The mechanism that forces those questions is a red-team pass before launch, and its purpose is easy to misstate. It is not there to improve the idea. It is there to give people social permission to say no to a colleague's enthusiasm, which organizations are otherwise bad at. A structured adversarial review turns "I don't want to be the one who shot this down" into "my assigned job here is to find what is wrong." Run honestly on the contest, it would have surfaced the single overwhelmed owner and the absent definition of success before either became a problem. That reframing is most of the value.

One rule, not two

Set the two outcomes next to each other and they look contradictory. One was about moving faster, the other about slowing down. But they both point to the same general rule.

The scrutiny a decision receives should track its reversibility and exposure, not its size or its nearness to money. A hotel booking is reversible and time-sensitive, so it should be fast and sit with the person who owns it. A new program is unbounded, and tends to become irreversible as resources get assigned to it, so it should be slow and should meet resistance before it launches.

What I have watched organizations do, often, is apply the principle inverted. They deliberate the hotel and wave through the program. The scarce scrutiny goes to the decision that has a budget line and a clear owner, because it is legible and reviewing it feels responsible. Almost none goes to the decision that has no budget line yet and will quietly consume the next two years of someone's capacity. The lower stakes decision gets the attention while the more consequential slips by.

Diagram plotting decisions by reversibility against scrutiny received.

Two objections

Two reasonable objections are worth taking seriously rather than waving off.

The first: reversibility is genuinely hard to call in advance and getting it wrong isn't symmetric. If a staffer reads a situation wrong and acts alone, the damage can run far past the cost of the odd expired hotel hold. On that view the approval queue isn't a reflex, it's insurance against people misclassifying their own decisions, and buying crude insurance is sometimes the smart thing to do. That's right, and it's the reason the fix isn't to shove every decision down to whoever happens to be closest to it. The fix is a small set of categories with thresholds the organization agrees on ahead of time, while it's calm, so that sorting a decision stops being a judgment the staffer has to make alone in the moment and becomes a rule that was already set.

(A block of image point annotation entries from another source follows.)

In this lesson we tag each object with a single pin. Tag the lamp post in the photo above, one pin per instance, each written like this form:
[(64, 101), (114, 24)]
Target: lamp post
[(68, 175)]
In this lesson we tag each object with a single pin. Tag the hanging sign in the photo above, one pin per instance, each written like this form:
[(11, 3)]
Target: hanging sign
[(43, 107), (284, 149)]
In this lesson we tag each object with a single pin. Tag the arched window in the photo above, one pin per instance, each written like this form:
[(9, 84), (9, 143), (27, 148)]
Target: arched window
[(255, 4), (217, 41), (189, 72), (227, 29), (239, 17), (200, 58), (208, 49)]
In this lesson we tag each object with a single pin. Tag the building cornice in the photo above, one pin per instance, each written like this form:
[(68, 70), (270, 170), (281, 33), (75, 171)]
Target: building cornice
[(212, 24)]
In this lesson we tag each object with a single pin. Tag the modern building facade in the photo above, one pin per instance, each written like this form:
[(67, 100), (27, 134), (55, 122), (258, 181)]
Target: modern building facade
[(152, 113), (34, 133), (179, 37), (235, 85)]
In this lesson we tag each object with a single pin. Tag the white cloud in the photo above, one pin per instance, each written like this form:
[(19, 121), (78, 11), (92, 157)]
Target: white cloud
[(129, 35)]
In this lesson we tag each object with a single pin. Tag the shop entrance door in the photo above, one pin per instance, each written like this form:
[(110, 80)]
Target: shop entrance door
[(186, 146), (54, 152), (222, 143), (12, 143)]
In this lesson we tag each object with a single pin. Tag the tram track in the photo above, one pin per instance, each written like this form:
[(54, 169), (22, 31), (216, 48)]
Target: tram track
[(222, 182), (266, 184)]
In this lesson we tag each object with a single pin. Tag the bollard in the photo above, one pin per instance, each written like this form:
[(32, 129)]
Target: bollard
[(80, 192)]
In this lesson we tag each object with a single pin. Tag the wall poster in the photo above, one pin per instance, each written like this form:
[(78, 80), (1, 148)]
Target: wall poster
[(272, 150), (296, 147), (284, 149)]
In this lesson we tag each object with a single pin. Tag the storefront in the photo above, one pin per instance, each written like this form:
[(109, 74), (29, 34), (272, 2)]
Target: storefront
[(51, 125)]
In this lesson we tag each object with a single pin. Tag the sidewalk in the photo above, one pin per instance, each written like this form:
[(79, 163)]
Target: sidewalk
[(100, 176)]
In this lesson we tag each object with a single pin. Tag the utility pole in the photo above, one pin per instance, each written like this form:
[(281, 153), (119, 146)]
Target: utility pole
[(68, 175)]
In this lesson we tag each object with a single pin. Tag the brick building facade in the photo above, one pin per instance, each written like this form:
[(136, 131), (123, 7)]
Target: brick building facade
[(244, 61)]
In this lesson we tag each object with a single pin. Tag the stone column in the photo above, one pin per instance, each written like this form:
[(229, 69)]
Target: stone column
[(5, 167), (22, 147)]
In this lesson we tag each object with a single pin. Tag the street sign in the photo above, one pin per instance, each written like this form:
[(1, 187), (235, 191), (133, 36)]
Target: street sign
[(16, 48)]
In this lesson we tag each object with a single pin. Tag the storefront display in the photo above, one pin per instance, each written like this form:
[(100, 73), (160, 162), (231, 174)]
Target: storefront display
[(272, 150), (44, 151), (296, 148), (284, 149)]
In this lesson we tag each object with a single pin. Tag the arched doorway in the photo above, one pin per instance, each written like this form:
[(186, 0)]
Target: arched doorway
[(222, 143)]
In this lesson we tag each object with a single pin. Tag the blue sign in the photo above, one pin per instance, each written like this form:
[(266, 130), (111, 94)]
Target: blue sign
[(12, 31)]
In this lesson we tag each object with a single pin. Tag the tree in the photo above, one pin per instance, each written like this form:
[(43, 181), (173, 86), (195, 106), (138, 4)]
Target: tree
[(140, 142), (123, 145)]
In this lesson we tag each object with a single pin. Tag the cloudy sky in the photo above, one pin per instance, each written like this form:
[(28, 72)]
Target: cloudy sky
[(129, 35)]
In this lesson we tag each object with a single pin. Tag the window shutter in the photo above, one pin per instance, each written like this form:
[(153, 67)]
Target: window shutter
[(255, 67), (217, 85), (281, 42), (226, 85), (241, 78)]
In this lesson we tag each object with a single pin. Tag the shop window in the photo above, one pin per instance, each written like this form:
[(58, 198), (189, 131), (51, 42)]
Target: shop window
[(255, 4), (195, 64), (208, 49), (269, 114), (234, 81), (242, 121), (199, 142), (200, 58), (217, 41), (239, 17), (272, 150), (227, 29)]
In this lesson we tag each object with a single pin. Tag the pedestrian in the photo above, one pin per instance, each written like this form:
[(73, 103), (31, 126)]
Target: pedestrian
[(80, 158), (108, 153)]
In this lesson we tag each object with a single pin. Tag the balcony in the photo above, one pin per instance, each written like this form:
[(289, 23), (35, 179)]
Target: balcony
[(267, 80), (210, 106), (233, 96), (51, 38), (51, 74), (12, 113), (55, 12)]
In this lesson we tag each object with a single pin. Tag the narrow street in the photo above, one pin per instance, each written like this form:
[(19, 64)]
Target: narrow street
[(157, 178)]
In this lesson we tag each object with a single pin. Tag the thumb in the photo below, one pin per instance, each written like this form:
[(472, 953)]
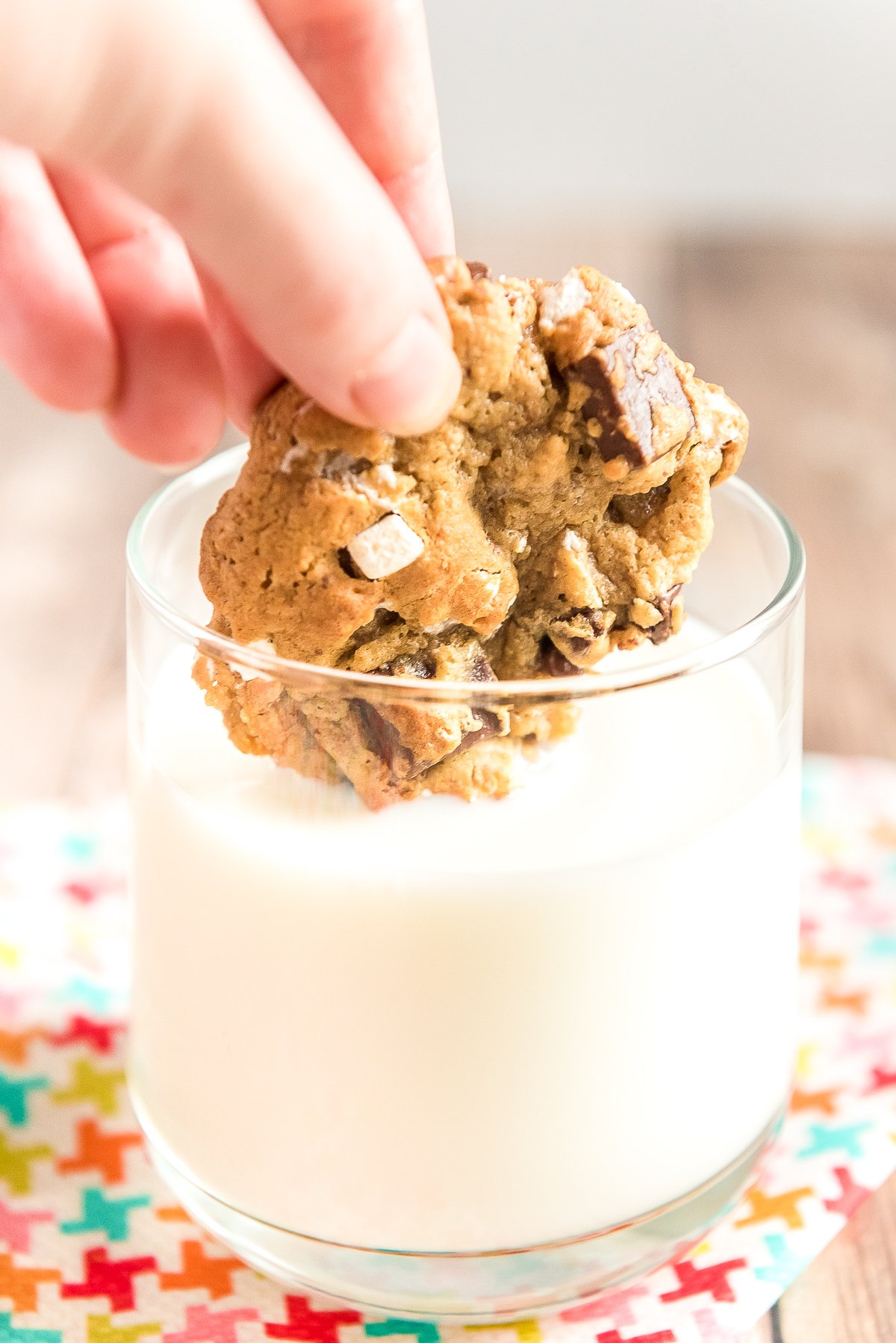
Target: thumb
[(195, 108)]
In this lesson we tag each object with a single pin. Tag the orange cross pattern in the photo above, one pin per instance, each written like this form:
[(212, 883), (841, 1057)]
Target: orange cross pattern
[(884, 833), (824, 1102), (765, 1206), (200, 1271), (856, 1002), (99, 1151), (15, 1045), (20, 1284), (812, 959)]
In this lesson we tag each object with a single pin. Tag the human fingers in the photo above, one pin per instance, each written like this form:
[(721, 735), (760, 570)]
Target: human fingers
[(55, 335), (169, 399), (249, 373), (370, 62), (199, 112)]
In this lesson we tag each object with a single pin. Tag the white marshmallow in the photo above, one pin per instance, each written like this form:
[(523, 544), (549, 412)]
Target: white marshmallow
[(386, 547), (561, 300)]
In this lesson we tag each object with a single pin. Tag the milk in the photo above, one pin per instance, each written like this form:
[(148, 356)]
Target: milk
[(467, 1026)]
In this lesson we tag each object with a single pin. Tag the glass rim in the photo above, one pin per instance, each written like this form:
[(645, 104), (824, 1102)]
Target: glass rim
[(544, 689)]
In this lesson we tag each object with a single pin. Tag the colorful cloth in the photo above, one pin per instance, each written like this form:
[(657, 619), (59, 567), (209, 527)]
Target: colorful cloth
[(93, 1250)]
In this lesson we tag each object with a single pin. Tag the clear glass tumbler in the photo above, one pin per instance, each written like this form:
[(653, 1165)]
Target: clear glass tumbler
[(469, 1060)]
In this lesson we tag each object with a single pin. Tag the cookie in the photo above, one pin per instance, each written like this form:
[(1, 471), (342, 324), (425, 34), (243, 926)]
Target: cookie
[(558, 513)]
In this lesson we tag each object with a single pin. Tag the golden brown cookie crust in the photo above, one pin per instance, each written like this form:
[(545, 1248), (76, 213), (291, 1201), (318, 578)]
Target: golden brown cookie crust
[(556, 513)]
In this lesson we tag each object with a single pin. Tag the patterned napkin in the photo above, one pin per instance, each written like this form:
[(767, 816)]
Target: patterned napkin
[(94, 1250)]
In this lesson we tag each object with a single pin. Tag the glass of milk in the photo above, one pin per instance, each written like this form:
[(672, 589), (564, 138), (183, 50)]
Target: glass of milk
[(469, 1060)]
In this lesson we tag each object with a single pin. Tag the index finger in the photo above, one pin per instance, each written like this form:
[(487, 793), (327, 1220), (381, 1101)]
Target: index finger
[(370, 63)]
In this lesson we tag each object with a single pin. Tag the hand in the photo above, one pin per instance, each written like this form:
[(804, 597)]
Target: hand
[(198, 196)]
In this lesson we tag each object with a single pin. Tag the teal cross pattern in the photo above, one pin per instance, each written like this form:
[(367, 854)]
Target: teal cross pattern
[(828, 1138), (105, 1215), (81, 848), (785, 1265), (882, 944), (13, 1336), (78, 989), (13, 1097), (422, 1331)]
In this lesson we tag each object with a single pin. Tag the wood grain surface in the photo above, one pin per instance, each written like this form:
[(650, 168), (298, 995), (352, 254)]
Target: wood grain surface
[(801, 331)]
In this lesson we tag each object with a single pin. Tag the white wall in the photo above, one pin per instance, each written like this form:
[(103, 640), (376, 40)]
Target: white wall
[(694, 111)]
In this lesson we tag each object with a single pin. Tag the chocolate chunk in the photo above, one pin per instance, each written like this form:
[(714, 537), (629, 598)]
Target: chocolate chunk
[(623, 397), (336, 465), (421, 665), (347, 565), (381, 738), (637, 509), (662, 631), (553, 661)]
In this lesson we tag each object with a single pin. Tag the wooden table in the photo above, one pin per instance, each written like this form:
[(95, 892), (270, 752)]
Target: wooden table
[(802, 332)]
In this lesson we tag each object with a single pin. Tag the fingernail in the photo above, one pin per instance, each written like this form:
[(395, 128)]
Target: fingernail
[(413, 385)]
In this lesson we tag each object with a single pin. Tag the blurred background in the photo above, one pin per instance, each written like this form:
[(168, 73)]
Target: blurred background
[(734, 163)]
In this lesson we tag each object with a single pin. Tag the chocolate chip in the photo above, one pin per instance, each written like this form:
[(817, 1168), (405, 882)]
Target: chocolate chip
[(553, 660), (635, 509), (481, 668), (622, 403), (662, 631), (408, 664), (347, 565), (381, 738), (337, 464)]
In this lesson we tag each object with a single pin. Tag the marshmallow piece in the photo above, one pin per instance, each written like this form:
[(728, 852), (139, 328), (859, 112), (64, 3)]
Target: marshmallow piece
[(386, 547), (561, 300)]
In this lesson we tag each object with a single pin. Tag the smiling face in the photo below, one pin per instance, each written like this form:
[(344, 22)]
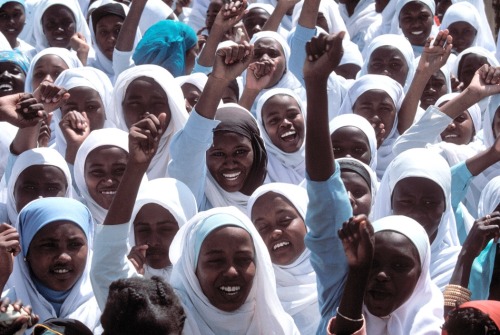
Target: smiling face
[(463, 34), (48, 68), (88, 100), (226, 267), (144, 96), (267, 48), (57, 255), (460, 131), (389, 61), (156, 227), (281, 227), (394, 273), (420, 199), (59, 24), (416, 20), (378, 108), (12, 19), (230, 160), (284, 122), (350, 141), (12, 78), (106, 34), (39, 181), (104, 168)]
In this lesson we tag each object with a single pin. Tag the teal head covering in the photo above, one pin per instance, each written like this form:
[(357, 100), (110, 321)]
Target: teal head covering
[(165, 44)]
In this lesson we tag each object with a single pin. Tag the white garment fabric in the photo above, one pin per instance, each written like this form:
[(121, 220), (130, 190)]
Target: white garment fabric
[(424, 163), (38, 156), (158, 166), (81, 77), (295, 282), (354, 120), (260, 313), (422, 313), (288, 80), (172, 195), (67, 56), (282, 166), (97, 138), (42, 6), (396, 41), (395, 91), (80, 303), (466, 12)]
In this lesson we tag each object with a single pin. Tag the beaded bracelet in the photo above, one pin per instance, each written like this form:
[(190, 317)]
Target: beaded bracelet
[(349, 319)]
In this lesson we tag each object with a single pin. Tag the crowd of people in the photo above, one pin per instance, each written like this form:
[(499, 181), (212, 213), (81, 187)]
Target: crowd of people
[(249, 167)]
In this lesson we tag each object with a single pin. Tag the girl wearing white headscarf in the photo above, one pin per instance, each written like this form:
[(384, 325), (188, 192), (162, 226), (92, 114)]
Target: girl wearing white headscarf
[(178, 114), (42, 6), (288, 79), (282, 166), (423, 163), (395, 91), (82, 77), (260, 313), (175, 197), (78, 302), (354, 120), (395, 41), (296, 282), (97, 138), (38, 156)]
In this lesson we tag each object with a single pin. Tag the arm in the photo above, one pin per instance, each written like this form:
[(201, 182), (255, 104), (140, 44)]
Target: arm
[(433, 58)]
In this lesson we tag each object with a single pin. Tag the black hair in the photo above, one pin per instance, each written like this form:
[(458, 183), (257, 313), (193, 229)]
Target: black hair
[(469, 321), (142, 306)]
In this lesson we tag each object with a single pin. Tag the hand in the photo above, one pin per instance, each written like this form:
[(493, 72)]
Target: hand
[(483, 230), (486, 82), (358, 241), (44, 133), (51, 96), (323, 55), (15, 317), (144, 137), (259, 74), (231, 61), (436, 54), (137, 257), (21, 110)]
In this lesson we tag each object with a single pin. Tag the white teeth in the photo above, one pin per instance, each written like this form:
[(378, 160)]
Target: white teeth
[(288, 133), (231, 176), (280, 245), (230, 290)]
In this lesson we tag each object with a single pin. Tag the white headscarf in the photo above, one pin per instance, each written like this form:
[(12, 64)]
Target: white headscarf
[(354, 120), (395, 91), (262, 311), (73, 6), (80, 304), (466, 12), (172, 195), (422, 313), (426, 164), (82, 77), (282, 166), (67, 56), (97, 138), (396, 41), (158, 166), (38, 156), (296, 282), (288, 80)]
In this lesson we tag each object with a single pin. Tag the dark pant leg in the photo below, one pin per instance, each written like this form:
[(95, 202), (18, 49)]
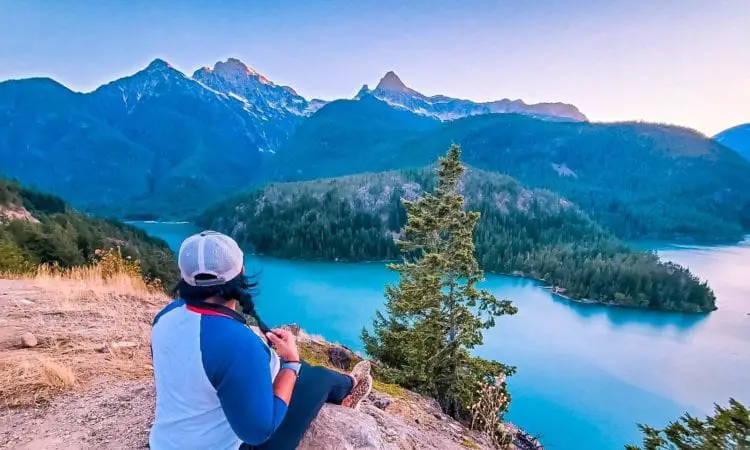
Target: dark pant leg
[(315, 386)]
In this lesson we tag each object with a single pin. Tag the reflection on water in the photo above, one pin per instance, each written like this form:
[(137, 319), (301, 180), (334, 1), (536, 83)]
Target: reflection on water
[(586, 373)]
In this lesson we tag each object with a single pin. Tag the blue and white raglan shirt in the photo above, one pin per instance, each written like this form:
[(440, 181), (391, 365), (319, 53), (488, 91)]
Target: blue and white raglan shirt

The queue itself doesn't have to go. It just shouldn't treat every decision as equally worth reviewing. When it does, the small, recoverable stuff soaks up the same scrutiny as the rare decision that could have a more lasting impact, and reviewers only have so much attention. Spend it on the hotel booking and there's less of it left when something genuinely irreversible comes through.

The second objection is that raising the bar to launch invites decision paralysis. An organization that red-teams every idea to death stops trying things, and for a young group the cost of missed bets can exceed the cost of overcommitment. This too is correct, and it points at what actually carries the weight, which is making each attempt cheap rather than making the bar high. The goal is smaller initiatives, scoped and time-boxed, with an agreed end and a clear owner. A reversible pilot is how an organization tries more things, not fewer, because it lowers the cost of each bet to where the organization can afford a portfolio of them. The paralysis comes from treating every new idea as a permanent commitment that demands exhaustive vetting. The solution is to make a distinction between trying and committing. This keeps things low stakes until the time is right to commit.

What operations is for

None of this is about adding process or removing it. The job is to build the small amount of structure that sends each decision to the right level of deliberation, so that fast things move and consequential things get caught. This rule allows organizations to be careful about different things. It spends its scarce attention where reversibility says the attention belongs, and for a group trying to turn limited resources into something that matters, that is a large part of whether the resources are well spent.